St. asp. Tomasz Piwowarski, oficer prasowy buskiej policji poinformował, że rano we wtorek mundurowi z Komisariatu Policji w Solcu-Zdroju zatrzymali do kontroli drogowej samochód dostawczy renault.
“W trakcie kontroli i sprawdzenia obowiązkowego wyposażenia pojazdu policjanci zauważyli, że przestrzeń ładunkowa dostawczaka wypełniona była wysuszonymi liśćmi tytoniu. Jak naliczyli funkcjonariusze, było to 19 bali o wadze, jak się później okazało, 400 kilogramów” – przekazał funkcjonariusz.
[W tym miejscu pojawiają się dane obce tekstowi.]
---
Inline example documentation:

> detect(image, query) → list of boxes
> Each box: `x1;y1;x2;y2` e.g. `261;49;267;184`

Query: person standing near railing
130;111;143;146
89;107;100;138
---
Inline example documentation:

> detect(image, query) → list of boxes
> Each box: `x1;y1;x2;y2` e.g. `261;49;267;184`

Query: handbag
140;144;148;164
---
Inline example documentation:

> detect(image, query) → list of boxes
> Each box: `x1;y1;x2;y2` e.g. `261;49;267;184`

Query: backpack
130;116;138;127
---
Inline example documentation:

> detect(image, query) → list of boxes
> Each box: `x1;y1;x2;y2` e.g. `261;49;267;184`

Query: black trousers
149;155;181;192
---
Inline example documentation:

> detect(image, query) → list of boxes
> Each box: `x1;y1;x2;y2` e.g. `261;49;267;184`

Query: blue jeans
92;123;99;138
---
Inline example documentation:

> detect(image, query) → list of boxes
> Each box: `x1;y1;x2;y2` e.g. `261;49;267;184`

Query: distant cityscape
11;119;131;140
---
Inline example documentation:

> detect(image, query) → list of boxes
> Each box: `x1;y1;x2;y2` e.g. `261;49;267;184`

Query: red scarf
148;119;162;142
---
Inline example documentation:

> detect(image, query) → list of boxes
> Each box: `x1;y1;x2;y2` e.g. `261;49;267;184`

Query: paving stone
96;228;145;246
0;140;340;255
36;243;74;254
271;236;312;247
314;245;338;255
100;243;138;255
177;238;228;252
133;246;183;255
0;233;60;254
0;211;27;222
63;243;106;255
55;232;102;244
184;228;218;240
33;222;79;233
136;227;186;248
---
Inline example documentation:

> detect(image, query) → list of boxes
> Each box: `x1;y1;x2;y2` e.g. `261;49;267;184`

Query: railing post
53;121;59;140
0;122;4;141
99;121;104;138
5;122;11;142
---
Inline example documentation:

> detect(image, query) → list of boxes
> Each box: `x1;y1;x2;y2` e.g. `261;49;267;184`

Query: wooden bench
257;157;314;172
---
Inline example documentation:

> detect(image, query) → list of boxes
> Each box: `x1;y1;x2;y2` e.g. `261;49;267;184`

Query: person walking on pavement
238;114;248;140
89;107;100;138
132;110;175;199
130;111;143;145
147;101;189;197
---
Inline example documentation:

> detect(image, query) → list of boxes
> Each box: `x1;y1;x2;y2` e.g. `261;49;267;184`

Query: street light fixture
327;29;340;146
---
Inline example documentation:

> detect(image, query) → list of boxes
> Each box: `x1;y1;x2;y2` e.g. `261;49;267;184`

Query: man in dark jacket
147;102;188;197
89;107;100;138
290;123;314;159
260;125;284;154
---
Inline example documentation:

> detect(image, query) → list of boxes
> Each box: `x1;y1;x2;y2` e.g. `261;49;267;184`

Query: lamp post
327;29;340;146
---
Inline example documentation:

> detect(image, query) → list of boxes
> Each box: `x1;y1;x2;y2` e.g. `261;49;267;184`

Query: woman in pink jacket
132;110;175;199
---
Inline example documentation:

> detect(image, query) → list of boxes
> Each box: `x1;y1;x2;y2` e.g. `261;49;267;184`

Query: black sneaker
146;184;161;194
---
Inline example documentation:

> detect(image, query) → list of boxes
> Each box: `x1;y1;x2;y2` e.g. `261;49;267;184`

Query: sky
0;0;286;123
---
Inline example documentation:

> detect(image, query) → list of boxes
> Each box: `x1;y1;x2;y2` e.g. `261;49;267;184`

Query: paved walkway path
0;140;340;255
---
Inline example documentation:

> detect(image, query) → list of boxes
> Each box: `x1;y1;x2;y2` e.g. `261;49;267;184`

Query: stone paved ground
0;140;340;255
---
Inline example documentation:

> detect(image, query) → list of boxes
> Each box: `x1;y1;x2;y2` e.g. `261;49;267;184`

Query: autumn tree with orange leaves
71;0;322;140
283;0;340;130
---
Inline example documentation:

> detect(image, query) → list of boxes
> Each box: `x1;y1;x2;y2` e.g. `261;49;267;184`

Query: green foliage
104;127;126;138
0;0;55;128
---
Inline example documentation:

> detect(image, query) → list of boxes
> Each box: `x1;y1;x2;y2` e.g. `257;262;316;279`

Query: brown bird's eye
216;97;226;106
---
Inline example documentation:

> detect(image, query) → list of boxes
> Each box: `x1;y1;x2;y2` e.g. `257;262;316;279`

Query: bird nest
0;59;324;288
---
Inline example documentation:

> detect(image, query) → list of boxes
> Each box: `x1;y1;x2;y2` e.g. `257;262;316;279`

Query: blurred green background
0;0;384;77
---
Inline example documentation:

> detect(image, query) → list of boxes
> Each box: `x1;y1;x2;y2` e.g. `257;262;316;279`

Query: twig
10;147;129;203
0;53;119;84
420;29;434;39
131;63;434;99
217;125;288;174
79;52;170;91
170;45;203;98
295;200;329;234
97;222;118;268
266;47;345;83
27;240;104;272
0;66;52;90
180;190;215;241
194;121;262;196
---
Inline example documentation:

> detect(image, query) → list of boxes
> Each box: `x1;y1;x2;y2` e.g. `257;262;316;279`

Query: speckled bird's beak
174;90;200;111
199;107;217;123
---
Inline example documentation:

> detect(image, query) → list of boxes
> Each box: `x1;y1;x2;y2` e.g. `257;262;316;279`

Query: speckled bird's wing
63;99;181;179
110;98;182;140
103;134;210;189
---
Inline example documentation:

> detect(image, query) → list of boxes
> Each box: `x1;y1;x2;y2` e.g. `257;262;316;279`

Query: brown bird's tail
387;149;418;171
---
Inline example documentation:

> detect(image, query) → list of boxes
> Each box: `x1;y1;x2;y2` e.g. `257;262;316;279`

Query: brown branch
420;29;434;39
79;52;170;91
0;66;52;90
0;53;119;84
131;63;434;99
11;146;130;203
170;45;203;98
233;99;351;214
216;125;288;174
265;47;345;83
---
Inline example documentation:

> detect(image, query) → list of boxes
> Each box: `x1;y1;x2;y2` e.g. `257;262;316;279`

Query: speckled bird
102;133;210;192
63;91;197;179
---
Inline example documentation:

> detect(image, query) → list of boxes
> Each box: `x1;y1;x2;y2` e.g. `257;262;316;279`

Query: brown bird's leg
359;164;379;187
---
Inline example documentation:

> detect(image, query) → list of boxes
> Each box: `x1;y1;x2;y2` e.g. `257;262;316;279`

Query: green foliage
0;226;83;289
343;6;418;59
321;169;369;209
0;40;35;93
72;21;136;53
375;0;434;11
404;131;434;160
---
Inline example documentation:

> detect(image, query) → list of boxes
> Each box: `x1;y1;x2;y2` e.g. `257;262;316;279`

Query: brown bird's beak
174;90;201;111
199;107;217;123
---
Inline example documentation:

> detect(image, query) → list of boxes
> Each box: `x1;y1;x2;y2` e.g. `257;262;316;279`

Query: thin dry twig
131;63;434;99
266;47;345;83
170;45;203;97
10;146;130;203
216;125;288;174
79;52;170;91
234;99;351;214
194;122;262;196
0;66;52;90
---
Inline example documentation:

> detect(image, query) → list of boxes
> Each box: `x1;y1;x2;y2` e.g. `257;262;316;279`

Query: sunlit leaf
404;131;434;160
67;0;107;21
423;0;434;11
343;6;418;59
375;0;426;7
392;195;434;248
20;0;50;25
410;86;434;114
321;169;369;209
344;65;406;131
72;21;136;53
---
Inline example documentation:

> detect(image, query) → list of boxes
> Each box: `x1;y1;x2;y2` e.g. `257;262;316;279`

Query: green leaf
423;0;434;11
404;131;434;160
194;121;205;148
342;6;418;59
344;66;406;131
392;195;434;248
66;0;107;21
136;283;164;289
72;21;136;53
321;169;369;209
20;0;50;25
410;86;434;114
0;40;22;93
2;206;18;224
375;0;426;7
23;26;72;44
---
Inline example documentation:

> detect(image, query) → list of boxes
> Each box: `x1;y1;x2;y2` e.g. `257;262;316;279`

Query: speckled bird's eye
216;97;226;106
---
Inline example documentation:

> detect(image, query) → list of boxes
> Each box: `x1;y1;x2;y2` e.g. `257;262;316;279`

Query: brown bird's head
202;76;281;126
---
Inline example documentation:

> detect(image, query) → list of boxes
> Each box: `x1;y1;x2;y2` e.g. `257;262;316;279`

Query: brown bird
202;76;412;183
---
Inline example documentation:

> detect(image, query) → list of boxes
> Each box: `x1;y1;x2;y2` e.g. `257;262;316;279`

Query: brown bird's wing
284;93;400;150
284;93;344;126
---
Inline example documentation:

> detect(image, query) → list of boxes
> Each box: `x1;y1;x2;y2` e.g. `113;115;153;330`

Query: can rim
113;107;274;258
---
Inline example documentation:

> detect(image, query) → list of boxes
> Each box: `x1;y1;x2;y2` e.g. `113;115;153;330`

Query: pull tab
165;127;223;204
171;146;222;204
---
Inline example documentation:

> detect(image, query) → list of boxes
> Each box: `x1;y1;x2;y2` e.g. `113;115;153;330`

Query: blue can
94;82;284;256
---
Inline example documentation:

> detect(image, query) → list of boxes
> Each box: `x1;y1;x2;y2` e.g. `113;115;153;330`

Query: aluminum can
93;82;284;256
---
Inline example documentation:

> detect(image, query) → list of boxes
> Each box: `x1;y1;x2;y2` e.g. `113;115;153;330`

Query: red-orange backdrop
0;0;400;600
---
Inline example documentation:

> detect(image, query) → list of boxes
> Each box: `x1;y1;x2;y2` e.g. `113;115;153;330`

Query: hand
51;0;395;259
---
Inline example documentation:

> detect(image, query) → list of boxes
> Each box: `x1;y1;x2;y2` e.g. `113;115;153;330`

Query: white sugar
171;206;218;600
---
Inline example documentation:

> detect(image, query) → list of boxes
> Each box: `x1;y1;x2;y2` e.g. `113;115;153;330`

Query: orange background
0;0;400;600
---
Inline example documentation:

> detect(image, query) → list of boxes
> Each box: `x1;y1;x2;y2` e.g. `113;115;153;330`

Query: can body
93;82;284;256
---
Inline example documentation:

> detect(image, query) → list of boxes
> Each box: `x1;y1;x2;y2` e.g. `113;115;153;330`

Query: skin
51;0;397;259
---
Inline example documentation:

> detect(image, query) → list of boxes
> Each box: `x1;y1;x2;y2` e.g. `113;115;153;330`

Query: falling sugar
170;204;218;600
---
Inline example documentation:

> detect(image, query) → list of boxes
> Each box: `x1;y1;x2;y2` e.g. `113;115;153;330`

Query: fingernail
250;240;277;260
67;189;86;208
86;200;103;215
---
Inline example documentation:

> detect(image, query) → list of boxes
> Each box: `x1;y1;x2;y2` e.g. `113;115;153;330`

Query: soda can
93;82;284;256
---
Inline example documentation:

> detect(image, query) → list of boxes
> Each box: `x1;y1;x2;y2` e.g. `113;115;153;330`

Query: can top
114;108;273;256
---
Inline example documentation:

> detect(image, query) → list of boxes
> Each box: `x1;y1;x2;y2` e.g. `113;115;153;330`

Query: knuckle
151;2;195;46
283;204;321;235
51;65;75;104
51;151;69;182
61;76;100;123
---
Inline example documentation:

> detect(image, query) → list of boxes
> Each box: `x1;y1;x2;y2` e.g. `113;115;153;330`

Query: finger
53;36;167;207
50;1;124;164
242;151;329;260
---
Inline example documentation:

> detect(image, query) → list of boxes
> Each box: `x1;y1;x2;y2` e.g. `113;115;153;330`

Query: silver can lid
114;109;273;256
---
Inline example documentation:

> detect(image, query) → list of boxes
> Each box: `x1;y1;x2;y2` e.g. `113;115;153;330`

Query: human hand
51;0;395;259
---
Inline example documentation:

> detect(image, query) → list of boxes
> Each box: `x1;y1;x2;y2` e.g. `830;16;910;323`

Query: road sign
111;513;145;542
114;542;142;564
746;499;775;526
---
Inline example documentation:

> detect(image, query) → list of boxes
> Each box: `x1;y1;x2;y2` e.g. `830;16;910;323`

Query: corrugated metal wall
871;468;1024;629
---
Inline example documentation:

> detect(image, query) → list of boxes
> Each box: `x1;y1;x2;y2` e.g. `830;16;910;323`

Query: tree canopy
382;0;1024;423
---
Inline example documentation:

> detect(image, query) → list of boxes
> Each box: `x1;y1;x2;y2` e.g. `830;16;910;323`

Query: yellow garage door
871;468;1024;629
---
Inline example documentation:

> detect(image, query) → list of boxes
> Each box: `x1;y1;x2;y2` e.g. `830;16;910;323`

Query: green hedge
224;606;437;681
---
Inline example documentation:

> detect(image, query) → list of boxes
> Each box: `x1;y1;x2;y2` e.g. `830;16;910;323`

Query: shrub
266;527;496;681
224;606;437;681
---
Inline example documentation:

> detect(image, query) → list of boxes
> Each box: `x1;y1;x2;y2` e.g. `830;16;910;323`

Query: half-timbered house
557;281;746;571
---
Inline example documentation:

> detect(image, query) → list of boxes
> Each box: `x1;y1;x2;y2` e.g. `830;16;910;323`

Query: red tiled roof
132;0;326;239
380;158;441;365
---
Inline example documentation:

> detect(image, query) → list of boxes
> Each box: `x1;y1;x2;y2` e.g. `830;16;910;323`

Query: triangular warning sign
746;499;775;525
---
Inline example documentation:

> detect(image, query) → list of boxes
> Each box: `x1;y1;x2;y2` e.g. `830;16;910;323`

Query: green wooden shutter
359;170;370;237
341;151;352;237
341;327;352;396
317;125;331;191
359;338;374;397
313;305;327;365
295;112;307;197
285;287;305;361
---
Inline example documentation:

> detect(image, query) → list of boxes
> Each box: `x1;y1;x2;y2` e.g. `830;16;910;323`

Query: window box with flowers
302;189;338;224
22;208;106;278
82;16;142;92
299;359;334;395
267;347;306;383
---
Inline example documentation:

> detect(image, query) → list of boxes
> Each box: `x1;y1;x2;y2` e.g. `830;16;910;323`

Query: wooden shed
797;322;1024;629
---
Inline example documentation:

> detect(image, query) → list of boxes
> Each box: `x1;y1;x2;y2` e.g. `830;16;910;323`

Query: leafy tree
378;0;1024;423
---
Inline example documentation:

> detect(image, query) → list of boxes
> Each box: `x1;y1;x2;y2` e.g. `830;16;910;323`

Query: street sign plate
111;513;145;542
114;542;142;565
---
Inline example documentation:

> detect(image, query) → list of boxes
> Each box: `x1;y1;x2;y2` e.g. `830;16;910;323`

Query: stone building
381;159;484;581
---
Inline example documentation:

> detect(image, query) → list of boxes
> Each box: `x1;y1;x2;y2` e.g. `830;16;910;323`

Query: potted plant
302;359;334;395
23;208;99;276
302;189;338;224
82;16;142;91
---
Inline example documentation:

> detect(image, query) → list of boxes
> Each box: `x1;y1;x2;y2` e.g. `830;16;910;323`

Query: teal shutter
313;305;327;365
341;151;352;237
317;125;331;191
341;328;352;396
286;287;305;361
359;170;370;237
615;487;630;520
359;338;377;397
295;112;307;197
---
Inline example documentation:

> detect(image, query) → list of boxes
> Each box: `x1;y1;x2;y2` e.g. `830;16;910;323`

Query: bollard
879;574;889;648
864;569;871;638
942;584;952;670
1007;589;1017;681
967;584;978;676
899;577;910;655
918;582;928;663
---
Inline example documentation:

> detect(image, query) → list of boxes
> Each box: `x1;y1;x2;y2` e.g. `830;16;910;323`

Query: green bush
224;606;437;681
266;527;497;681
ZOBACZ TEŻ: 15 lat więzienia dla kierowcy, który śmiertelnie potrącił matkę i jej czteroletnią córkę
45-letni mieszkaniec powiatu staszowskiego nie miał żadnych dokumentów potwierdzających legalny zakup tytoniu lub świadczących o zapłaceniu podatku akcyzowego. Tłumaczył policjantom, że susz posiada na własny użytek.
Tytoń został zabezpieczony przez policjantów. Mężczyzna po złożeniu wyjaśnień opuścił budynek buskiej policji. Śledczy będą sprawdzać, w jaki sposób 45-latek wszedł w posiadanie suszu tytoniu.
Zgodnie z obowiązującymi przepisami za tzw. paserstwo akcyzowe grozi grzywna, a nawet kara pozbawienia wolności. (PAP)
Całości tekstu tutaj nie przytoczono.